US thirst for oil ignited Iraq war
Mon, 17 Sep 2007 22:13:19 GMT
Former top American central banker Alan Greenspan blasts the White House for invading Iraq, saying the war was linked to US thirst for oil.
Alan Greenspan, in his new book, takes swipes at the US President's administration for everything from its motives for invading Iraq to its unbridled spending.
The most explosive charge in Greenspan's memoir, "The Age of Turbulence: Adventures in a New World," is that the George W. Bush administration was driven to overthrow Iraqi leader Saddam Hussein in a large part by a lust for Iraq's oil.
"I'm saddened that it is politically inconvenient to acknowledge what everyone knows -- the Iraq war is largely about oil," he wrote in reported excerpts of the book, which hits bookstore shelves Monday.

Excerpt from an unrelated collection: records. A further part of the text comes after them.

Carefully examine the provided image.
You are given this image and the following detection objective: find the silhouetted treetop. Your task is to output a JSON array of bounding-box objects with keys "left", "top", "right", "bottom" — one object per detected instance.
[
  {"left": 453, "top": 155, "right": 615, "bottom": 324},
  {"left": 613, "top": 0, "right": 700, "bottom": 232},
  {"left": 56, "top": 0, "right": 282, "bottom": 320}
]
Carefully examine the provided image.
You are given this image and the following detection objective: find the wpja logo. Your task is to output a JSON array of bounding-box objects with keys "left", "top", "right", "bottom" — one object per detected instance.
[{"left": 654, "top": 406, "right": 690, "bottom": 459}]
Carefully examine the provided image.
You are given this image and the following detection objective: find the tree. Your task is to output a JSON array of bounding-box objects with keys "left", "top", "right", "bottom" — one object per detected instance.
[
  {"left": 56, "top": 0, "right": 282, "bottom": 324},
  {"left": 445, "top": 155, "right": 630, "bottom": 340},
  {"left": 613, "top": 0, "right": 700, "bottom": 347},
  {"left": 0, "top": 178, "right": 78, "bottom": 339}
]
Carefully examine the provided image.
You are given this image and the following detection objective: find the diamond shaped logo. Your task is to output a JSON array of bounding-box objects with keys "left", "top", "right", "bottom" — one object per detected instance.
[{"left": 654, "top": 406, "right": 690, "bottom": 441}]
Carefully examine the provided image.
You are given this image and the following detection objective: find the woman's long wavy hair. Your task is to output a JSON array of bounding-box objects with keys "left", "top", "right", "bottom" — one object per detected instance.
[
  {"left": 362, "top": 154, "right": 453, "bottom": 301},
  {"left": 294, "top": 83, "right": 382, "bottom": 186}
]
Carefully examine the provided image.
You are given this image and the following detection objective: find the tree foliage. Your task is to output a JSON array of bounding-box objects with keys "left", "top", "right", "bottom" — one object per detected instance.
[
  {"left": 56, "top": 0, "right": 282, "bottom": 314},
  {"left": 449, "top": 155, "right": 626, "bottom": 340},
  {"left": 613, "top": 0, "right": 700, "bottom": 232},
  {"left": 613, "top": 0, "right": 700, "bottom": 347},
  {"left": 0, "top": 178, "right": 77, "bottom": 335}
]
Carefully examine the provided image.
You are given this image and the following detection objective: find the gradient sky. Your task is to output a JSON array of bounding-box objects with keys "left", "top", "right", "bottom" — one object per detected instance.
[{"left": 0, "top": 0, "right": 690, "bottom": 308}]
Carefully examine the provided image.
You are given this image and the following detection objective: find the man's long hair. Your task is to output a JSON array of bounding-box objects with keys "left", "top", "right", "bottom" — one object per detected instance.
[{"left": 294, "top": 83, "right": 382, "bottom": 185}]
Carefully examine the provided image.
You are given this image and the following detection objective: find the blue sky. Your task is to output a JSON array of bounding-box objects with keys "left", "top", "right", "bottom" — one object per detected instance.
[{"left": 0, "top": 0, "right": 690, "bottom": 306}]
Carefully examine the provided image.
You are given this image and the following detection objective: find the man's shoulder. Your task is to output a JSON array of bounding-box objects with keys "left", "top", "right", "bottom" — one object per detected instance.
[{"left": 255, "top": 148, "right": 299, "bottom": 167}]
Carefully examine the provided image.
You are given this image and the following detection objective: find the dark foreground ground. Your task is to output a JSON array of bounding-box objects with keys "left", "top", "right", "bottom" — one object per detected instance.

Greenspan also accuses President George W. Bush of abandoning Republican principles on the economy.
Greenspan, a lifelong Republican, writes that he advised the White House to veto some bills to curb "out-of-control" spending while the Republicans controlled Congress.
According to The Wall Street Journal, he says that Bush's failure to do so "was a major mistake."
Republicans in Congress, he writes, "swapped principle for power. They ended up with neither."
"They deserved to lose" in the 2006 elections when the Democrats retook control of Congress, he adds.